Great piece from 2005 where Goldsmith tries to convince academics (“not painters, potters, printmakers, book artists or metal workers. Yet.”) to make all of their work freely available online. He cites the fact that he’s never made any money off of his experimental work, but by having it online, he’s been exposed to a wider readership and received numerous invitations to speak and travel:
I make sure to post everything I publish on paper on the internet. While I have never received one cent from my experimental writing, due to the web, I have traveled the world extensively with all expenses paid, garnered honorariums and, most importantly, I’ve connected with an interested readership — a peer group, really — in an admittedly obscure endeavor. Without the internet, a writer in my position would never exist in quite the same way.

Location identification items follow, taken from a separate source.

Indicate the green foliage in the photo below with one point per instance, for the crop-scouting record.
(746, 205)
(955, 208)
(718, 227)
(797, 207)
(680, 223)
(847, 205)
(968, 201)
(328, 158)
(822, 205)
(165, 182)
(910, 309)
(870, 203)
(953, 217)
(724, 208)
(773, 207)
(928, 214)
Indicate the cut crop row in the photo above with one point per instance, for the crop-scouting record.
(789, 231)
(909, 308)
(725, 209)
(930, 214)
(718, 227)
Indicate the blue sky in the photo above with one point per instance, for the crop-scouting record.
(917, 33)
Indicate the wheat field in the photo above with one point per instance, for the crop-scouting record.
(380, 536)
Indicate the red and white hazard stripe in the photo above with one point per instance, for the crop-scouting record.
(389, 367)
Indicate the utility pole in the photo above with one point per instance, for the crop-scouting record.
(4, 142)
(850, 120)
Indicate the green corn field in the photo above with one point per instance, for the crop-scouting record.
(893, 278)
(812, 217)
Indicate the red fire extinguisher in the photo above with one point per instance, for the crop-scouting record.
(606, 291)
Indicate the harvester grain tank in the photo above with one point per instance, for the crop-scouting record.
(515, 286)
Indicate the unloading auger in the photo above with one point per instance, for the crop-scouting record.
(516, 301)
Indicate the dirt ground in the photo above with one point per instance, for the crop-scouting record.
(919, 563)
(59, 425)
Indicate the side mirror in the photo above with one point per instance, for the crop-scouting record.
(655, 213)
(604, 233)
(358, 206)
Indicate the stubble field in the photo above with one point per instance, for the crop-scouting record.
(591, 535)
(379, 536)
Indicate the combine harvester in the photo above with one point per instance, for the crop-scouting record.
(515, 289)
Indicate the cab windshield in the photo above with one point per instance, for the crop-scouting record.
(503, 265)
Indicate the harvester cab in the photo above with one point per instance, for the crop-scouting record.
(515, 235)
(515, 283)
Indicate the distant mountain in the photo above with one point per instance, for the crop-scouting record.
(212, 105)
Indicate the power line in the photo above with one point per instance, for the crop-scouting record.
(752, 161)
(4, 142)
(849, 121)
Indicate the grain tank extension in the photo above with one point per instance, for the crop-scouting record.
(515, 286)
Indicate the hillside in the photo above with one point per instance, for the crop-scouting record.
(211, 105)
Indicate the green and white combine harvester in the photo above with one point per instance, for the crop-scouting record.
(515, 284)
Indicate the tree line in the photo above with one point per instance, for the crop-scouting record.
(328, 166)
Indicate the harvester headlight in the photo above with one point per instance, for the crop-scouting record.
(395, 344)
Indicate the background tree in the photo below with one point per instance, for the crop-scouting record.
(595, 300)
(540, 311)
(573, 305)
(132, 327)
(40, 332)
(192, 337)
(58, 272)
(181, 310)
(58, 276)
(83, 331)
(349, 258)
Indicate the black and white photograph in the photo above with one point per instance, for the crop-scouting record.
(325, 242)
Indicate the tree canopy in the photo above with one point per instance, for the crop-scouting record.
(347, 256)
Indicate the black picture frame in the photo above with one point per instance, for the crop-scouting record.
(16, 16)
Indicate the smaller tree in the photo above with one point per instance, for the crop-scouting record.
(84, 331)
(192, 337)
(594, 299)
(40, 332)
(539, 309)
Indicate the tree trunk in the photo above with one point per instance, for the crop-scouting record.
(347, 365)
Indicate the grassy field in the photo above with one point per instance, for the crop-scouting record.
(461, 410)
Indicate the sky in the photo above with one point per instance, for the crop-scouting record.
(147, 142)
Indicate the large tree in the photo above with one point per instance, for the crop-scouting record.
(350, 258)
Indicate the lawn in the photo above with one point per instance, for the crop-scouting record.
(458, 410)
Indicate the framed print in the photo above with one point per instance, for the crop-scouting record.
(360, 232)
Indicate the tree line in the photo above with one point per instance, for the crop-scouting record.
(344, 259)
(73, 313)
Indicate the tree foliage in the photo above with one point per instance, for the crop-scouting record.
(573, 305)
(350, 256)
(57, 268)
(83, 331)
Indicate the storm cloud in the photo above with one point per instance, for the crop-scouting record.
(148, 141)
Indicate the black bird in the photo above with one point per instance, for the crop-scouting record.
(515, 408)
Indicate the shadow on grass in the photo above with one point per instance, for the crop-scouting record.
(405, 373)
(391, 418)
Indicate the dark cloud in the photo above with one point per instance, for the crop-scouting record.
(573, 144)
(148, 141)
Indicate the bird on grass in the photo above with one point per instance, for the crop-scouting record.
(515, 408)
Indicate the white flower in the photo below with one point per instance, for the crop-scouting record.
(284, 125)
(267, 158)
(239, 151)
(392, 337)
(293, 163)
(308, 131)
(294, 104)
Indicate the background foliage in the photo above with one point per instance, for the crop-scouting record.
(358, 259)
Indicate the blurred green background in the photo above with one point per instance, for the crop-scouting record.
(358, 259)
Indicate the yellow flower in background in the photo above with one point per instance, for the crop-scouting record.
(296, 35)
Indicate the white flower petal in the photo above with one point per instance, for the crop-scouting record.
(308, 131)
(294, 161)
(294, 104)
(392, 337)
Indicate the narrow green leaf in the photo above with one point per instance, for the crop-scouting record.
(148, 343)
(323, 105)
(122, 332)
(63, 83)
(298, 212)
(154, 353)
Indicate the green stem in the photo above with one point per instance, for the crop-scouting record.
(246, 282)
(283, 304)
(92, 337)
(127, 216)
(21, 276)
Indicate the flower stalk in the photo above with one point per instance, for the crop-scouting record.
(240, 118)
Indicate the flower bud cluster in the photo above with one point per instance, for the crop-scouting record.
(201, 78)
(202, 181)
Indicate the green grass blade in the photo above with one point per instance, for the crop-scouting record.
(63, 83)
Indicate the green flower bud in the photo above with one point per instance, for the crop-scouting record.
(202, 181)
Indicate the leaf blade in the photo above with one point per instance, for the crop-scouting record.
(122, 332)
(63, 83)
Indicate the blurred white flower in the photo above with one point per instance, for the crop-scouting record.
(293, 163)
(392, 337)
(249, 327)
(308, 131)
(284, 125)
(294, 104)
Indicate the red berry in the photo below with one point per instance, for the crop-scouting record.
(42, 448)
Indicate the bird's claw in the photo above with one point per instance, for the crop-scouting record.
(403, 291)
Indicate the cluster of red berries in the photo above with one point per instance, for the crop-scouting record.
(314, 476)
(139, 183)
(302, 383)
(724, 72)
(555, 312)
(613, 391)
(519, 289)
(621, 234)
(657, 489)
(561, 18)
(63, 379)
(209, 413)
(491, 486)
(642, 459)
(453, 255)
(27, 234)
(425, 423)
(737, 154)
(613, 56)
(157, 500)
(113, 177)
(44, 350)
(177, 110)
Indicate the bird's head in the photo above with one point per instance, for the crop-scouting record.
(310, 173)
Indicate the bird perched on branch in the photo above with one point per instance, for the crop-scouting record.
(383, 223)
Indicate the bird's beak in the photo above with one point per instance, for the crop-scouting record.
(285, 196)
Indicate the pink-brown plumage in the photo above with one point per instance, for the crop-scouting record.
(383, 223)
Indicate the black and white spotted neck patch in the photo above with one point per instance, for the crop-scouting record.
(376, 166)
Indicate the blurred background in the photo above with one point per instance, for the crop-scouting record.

He then encourages his colleagues to put aside their fears of getting ripped off and start blogging:
Blogging opens up instantaneous discourse with a group of like-minded thinkers. We all know of colleagues who post chapters-in-progress of their latest books on their blogs. Older proprietary ways of thinking would condemn this practice with the fear that your ideas would be swiped, brought quickly to the marketplace, rendering your efforts useless. On the contrary, what happens is the opposite. Like any twelve-step program alumnus knows: words are deeds. By showing your commitment to these ideas publicly, they are acknowledged by a given community as being yours. If it’s available to the whole world, then anyone trying to swipe your ideas will be outed by the public knowledge that you’re the one who has been working on this subject. Academic bloggers find that their community of readers often act as fact-checkers or engage the blogger in instantaneous debate over specific points before the book reaches the concretized state of print. Instant feedback on your work: does it get any better than that?
Finally, he “drop[s] a real secret” and claims that “the new radicalism is paper”:
Publish it on a printed page and no one will ever know about it. It’s the perfect vehicle for terrorists, plagiarists, and for subversive thoughts in general. In closing, if you don’t want it to exist — and there are many reasons to want to keep things private — keep it off the web.